É. Eram somente os três. Certamente, no dia seriam mais!

As meninas já estavam se perfilando. Puxa a menor pra traz, empurra o pastor pro fim. Chama a borboleta. A última palavra era a de Vera, a mestra. Ela tinha treze anos. Seus cabelos não eram nem lisos nem curtos e sem graça como os de Mônica. Seus olhos eram verdes, mas ela não era branquela como a irmã. Era linda!

Nem percebera as montagens da bateria e das estantes de partituras no lado direito da sala. Os inevitáveis e chatos floreios e arpejos de afinação já inundavam a noite. Tonhinho do sax também chegara. Agora eram quatro! Além dele, Mário Barbosa com a clarineta, Seu Viana com o violão dinâmico e Mauro na bateria.

As meninas já estavam prontas. 1, 2, 3... E o harmonioso arranjo de já lhe arrepiava os pelos dos braços. Elas entraram cantando ao final da introdução no exato compasso:

- Boa noite meus senhores todos;

- Boa noite senhoras também;

- Somos pastoras, pastorinhas belas;

- Que alegremente vamos à Belém;

- Somos pastoras, pastorinhas belas;

- Que alegremente vamos à Belém;

- Sou a mestra do cordão encarnado...

As evoluções fluíam tão belas quanto as músicas. A esta altura, a calçada já estava lotada. Ele já se sentia meio espremido pela súbita platéia.

- Meu São José, dá-me licença;

- Para o pastoril dançar;

- Viemos, para adorar;

- Jesus nasceu para nos salvar;

- É do meu gosto é da minha opinião;

- De amar ao azul com prazer no coração;

- Hei de amar a o azul;

- Com prazer no coração.

O tempo passava sem que ele notasse. Sucediam-se as canções. Assaltava-o uma nova emoção a cada bela introdução. Deliciava-se nos arranjos que preenchiam os vazios das letras enquanto olhava as evoluções das meninas e o charme da mestra. As cordas da manola davam o ritmo melódico enquanto as educadas baquetas de vassoura pontuavam o ritmo básico de percutir. As expressões dos músicos compenetradas e integradas ao esforço da execução sempre o impressionaram. Era a vitória da disciplina e do prazer raramente vistas juntas.

Ao entrar no beco, nenhum barulho de outras crianças desmanchava aquele som que permanecia no seu íntimo. Muitas tinham vindo da sua rua.
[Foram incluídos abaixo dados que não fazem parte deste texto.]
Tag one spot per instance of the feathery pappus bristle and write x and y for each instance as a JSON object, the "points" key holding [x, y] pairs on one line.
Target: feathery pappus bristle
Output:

Mas, somente as notas o acompanhavam.

O claro do quarto vizinho distribuía difusamente uma luz fraca no seu quarto e as canções, aos poucos, iam se amofinando em sua mente.

*Literatura de cordel.

NOTA DE RODAPÉ

"Pastoris ou lapinhas são sinônimos, para mestre Câmara Cascudo. São bailados, cantos, recitativos e diálogos em homenagem ao nascimento de Jesus. Antigamente, só se realizavam à frente dos presépios. Hoje, estão nos tablados, em qualquer parte.
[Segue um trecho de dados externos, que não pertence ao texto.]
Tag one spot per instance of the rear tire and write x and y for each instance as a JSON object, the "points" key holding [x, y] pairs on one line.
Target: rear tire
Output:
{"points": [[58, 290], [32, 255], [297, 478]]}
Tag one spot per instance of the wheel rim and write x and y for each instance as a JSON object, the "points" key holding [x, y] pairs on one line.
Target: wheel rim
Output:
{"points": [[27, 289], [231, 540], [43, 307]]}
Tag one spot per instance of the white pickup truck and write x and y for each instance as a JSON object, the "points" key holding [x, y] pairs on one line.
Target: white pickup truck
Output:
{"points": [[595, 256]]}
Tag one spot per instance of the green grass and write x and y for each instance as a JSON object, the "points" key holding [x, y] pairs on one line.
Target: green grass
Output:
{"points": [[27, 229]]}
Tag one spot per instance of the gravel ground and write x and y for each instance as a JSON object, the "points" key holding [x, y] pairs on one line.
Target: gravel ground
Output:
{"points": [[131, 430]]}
Dizem os entendidos que esses bailados foram introduzidos no Brasil no século XVI, pelos padres. Depois, profanizaram-se.
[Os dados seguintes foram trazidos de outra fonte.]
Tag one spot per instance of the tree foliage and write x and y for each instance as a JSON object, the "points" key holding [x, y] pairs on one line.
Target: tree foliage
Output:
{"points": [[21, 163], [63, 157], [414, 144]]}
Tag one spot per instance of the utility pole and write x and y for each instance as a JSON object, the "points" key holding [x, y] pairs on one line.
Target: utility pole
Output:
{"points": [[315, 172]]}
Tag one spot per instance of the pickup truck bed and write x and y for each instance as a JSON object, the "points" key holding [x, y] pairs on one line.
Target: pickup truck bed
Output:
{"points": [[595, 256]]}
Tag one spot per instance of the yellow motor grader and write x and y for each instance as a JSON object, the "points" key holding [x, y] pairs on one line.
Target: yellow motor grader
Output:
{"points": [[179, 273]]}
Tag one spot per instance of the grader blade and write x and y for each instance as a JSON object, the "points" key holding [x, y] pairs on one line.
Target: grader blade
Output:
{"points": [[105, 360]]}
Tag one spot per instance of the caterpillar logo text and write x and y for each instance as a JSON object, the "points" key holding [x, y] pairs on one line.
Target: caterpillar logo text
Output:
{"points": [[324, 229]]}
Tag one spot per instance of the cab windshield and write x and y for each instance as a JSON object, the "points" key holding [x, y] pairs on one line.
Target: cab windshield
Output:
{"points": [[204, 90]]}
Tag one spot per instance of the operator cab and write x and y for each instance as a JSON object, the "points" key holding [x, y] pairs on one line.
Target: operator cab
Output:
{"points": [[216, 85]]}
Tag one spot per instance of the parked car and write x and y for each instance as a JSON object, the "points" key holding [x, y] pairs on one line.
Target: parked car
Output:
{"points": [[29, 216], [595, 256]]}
As pastoras, vestidas de azul e encarnado, formam os dois cordões tradicionais. Aliás, por causa delas já houve muita briga nesta cidade de Natal...

Personagens: A Mestra, Contra-Mestra e as Pastoras. Às vezes, aparecem figuras cômicas, como o Anjo ou o Diabo.

Os instrumentos variam, mas é sempre acompanhado o bailado por um conjunto de pau-e-corda. O valor folclórico das melodias é fraco - dizem os técnicos. Em geral, são músicas semicultas, vulgarizadas".